Package Includes: Blu-ray
keep caseDisc Type: BD50 (dual layer)
Region: A
Release Date: 01/13/2014
MSRP: $24.99
The Production Rating: 4/5
While touching on philosophical themes as Larry searches and studies for enlightenment, Lamar Trotti’s screenplay never delves too deeply into religious or spiritual matters (we take it on the word of the film’s characters that Larry has finally found inner peace and tranquility and can convey some of that sense of calm and control to those whom he loves).
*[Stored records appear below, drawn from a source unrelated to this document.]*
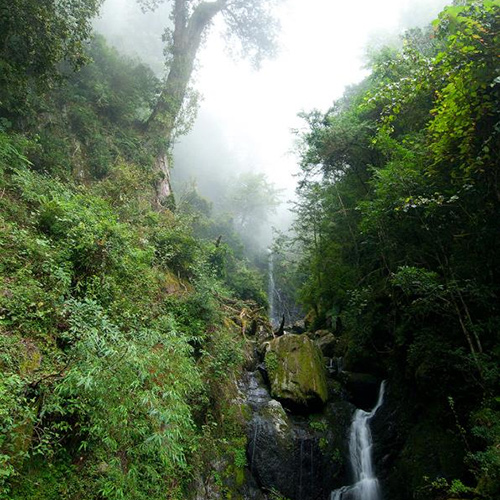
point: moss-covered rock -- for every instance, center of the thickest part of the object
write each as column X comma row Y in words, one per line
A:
column 296, row 372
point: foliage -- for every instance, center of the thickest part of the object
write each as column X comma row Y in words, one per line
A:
column 116, row 346
column 397, row 221
column 36, row 36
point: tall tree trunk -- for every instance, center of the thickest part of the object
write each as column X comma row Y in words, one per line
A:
column 160, row 126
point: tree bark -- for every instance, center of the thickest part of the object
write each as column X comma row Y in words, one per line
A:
column 187, row 37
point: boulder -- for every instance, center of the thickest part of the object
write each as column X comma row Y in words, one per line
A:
column 298, row 327
column 362, row 389
column 299, row 457
column 297, row 373
column 327, row 345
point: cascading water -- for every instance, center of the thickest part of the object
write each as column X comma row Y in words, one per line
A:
column 365, row 485
column 271, row 287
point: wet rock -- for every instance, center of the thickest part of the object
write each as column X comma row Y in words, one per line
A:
column 362, row 389
column 327, row 345
column 300, row 457
column 297, row 373
column 317, row 334
column 298, row 327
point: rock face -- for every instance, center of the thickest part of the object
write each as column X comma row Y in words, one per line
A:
column 297, row 373
column 300, row 457
column 362, row 389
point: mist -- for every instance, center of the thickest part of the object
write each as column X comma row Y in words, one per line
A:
column 246, row 116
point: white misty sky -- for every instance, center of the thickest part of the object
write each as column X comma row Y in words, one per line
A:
column 323, row 46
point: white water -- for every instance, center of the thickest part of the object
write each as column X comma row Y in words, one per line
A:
column 271, row 288
column 365, row 485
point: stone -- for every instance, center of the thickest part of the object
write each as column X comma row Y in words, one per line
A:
column 299, row 457
column 362, row 389
column 297, row 373
column 327, row 344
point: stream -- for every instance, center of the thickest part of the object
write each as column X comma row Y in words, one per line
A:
column 365, row 485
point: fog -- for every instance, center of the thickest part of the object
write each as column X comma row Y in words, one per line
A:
column 245, row 118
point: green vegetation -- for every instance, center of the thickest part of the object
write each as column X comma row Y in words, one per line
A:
column 398, row 225
column 119, row 348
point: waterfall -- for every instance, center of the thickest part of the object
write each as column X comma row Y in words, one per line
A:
column 365, row 485
column 271, row 287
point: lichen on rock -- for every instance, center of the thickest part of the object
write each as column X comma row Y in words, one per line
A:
column 296, row 373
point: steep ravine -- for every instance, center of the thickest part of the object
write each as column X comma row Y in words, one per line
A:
column 299, row 449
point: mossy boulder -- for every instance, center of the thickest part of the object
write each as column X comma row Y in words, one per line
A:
column 297, row 373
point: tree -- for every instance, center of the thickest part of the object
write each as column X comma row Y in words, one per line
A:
column 35, row 37
column 251, row 200
column 249, row 22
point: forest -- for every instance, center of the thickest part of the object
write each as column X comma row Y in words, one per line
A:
column 140, row 353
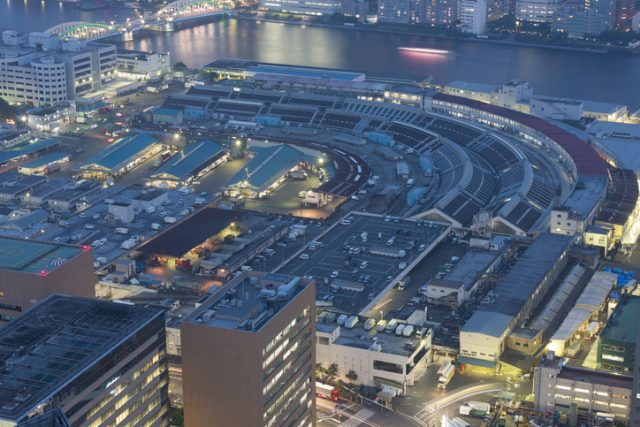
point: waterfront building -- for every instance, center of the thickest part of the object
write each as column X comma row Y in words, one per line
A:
column 537, row 10
column 30, row 75
column 96, row 362
column 248, row 354
column 625, row 11
column 31, row 270
column 473, row 16
column 557, row 387
column 137, row 65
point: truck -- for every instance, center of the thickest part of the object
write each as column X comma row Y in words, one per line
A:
column 475, row 409
column 128, row 244
column 446, row 376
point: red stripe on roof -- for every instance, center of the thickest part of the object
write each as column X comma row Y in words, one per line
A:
column 588, row 162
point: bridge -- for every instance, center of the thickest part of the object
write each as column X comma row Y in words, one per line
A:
column 164, row 19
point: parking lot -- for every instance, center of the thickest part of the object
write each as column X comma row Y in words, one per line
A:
column 363, row 255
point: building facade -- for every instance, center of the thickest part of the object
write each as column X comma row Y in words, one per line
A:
column 248, row 354
column 104, row 364
column 31, row 270
column 557, row 387
column 30, row 75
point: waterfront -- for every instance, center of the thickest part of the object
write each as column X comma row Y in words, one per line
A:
column 552, row 72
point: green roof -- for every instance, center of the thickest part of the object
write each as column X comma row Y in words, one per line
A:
column 191, row 160
column 623, row 323
column 32, row 256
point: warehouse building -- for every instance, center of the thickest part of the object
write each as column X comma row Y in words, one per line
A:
column 557, row 387
column 195, row 160
column 96, row 362
column 32, row 270
column 267, row 170
column 483, row 337
column 383, row 359
column 121, row 156
column 44, row 165
column 617, row 345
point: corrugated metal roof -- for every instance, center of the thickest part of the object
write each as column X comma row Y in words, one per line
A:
column 189, row 161
column 120, row 153
column 266, row 166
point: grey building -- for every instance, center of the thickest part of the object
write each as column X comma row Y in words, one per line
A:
column 98, row 362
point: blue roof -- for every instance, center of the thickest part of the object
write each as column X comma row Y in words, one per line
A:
column 167, row 111
column 304, row 72
column 118, row 154
column 29, row 149
column 267, row 165
column 193, row 158
column 45, row 160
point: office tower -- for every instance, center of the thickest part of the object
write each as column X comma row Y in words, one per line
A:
column 537, row 10
column 100, row 363
column 248, row 354
column 31, row 270
column 473, row 16
column 625, row 10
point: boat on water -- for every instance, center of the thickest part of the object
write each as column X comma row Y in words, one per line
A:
column 424, row 50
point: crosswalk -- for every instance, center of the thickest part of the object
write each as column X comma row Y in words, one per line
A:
column 358, row 418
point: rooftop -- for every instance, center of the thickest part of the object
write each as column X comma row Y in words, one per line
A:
column 32, row 256
column 472, row 265
column 191, row 160
column 53, row 343
column 193, row 231
column 528, row 272
column 267, row 165
column 45, row 160
column 249, row 301
column 28, row 149
column 587, row 161
column 358, row 337
column 623, row 323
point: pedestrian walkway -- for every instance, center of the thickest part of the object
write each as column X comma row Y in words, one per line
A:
column 358, row 418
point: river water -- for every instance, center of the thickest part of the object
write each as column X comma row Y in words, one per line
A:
column 607, row 78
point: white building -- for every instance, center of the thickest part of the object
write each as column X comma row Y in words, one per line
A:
column 135, row 65
column 556, row 387
column 377, row 358
column 473, row 16
column 537, row 10
column 31, row 75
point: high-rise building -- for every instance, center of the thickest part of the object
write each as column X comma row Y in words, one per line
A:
column 100, row 363
column 248, row 354
column 537, row 10
column 31, row 270
column 473, row 16
column 625, row 10
column 45, row 71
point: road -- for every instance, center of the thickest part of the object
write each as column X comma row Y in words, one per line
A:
column 434, row 409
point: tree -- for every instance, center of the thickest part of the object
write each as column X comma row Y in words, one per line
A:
column 332, row 373
column 352, row 376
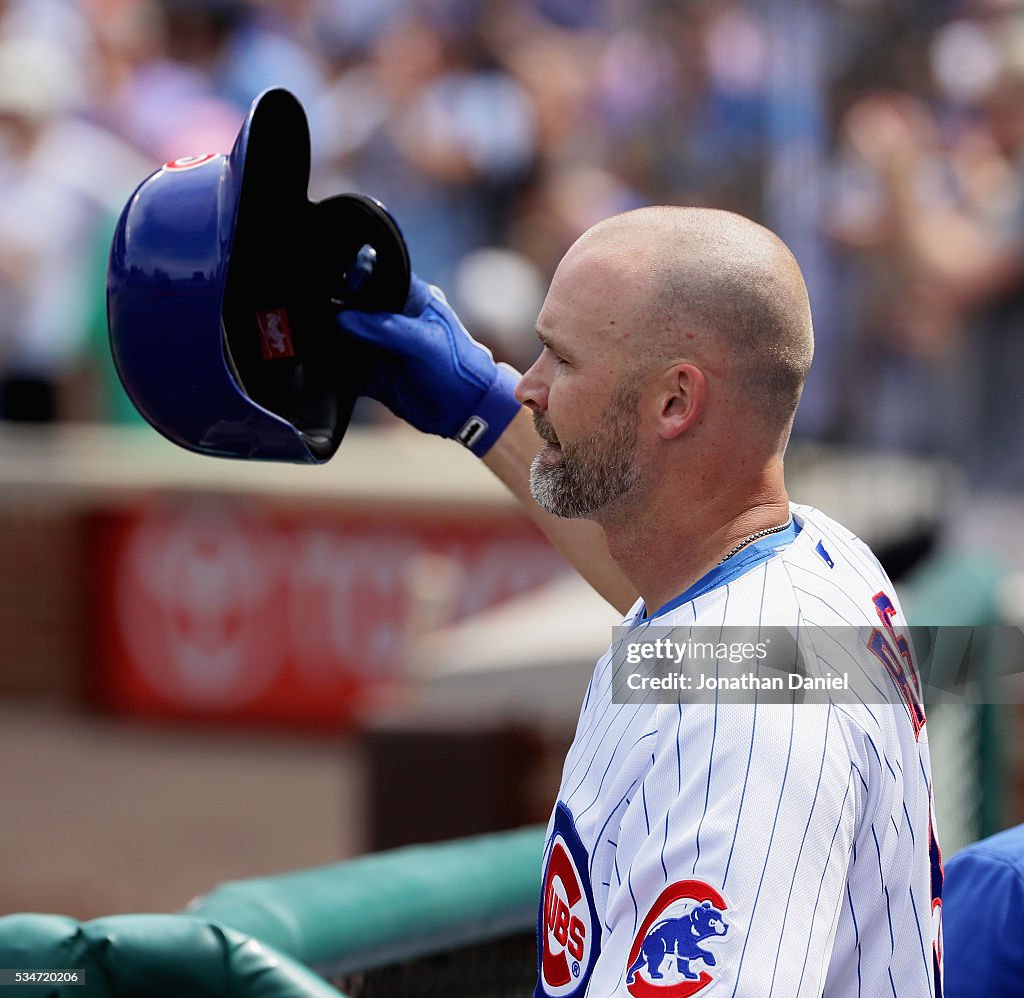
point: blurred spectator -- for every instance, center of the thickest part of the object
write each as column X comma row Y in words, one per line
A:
column 58, row 176
column 883, row 140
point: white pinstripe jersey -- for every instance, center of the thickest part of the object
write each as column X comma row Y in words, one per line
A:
column 752, row 850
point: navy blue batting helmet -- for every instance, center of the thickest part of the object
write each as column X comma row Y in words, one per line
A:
column 223, row 285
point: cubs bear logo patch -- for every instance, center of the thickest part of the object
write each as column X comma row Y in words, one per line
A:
column 671, row 955
column 568, row 933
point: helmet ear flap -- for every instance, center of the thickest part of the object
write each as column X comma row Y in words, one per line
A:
column 292, row 268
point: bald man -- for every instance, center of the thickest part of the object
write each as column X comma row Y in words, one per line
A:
column 756, row 847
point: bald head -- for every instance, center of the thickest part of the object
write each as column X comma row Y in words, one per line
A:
column 711, row 286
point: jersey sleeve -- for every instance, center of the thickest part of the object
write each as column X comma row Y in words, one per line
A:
column 730, row 861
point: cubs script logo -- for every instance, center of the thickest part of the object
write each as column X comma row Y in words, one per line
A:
column 567, row 928
column 670, row 953
column 190, row 162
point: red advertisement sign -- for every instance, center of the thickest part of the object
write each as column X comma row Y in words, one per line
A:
column 213, row 610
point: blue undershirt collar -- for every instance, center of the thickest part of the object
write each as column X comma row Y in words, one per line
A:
column 739, row 564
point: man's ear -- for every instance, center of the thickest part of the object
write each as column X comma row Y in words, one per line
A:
column 682, row 392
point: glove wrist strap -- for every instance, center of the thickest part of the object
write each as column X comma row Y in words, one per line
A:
column 493, row 413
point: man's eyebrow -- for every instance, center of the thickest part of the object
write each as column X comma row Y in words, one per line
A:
column 550, row 342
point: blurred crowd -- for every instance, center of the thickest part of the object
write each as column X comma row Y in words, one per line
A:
column 884, row 139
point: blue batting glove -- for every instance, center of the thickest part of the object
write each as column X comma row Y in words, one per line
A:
column 431, row 373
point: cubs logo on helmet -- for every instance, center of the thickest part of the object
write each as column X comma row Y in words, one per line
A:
column 567, row 929
column 671, row 956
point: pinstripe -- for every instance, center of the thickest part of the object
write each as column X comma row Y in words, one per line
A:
column 824, row 873
column 803, row 840
column 771, row 838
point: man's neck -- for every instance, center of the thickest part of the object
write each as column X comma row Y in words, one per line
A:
column 664, row 559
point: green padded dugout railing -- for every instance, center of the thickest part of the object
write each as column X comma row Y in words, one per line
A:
column 390, row 907
column 402, row 910
column 150, row 956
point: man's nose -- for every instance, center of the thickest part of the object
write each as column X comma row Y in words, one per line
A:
column 531, row 390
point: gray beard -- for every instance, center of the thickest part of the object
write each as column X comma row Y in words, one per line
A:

He makes certain the novel’s more salacious events (surprise deaths, revenge, murders, alcoholism) get the audience’s full attention. Director Edmund Goulding smartly delays Tyrone Power’s entrance for almost ten minutes and then allows him a long walk toward his friends with the camera following as fans the world over got to see how the war might have changed him (his eyes seem a bit sad and some of that youthful vigor is, of course, gone, but part of that is the role he’s playing of a man struggling inwardly with guilt over surviving the war and wondering what he must do to repay such a debt to the fates of chance). Goulding’s preference for long takes and the moving camera of the great Oscar-winning cinematographer Arthur Miller make superb use of the tremendously effective production design of the movie: not just the elegant salons of Elliott Templeton in Paris and on the Rivera but in allowing us to soak in the ambiance of the many nightclubs, country clubs, and later dive bars and drug dens as Larry searches for Sophie in an attempt to save her. With the person of author Somerset Maugham (Herbert Marshall) a character in his own fictional tale, there’s voiceover narration that comes and goes (sometimes to the detriment of the drama), and while the movie is quite long, it’s never dull with this exciting line-up of characters who all have either fascinating plots encircling them or who (like Clifton Webb’s Templeton) drift into and out of the plots of others making vivid impressions of their own.
It’s a most welcome return to the screen for Tyrone Power as Larry, and he embodies the earnestness and inner strength of character to pull off a very difficult-to-convey-convincingly active/passive role. Gene Tierney is superb as the entitled, selfish Isabel, more concerned with social class and wealth and all it buys than genuine happiness and selfless devotion to another. Anne Baxter’s very dramatic role and her dynamic performance as a woman who loses everything and can’t quite find her way out of the darkness won her the Academy Award and the Golden Globe in 1946. Clifton Webb’s scene stealing Elliott Templeton, vain, snobbish, gossipy, and waspish, likewise won the Golden Globe for his work (and an Oscar nomination); his death bed scene late in the film is one of the most memorable of any during Hollywood’s golden age. Herbert Marshall is adequate as Maugham without making a great impression, and John Payne likewise does acceptably with an underwritten part of the man destroyed by the stock market crash. Lucile Watson as Templeton’s sister, Frank Latimore as Sophie’s tragic husband, and Elsa Lanchester in a two-scene tiny part as a secretary all make wonderful use of their small amounts of screen time.
Video Rating: 4.5/5 3D Rating: NA
Audio Rating: 4/5
Special Features Rating: 2/5
Movietone News (SD): three brief newsreel excerpts pertaining to the movie: (1) Somerset Maugham presenting his manuscript for The Razor’s Edge to be displayed in the Library of Congress (0:30); (2) the film’s premiere in New York City with stars from the film and Fox studio executives and contract players in attendance (1:23); (3) the 1946 Academy Awards in which Anne Baxter receives her award from Lionel Barrymore (1:16).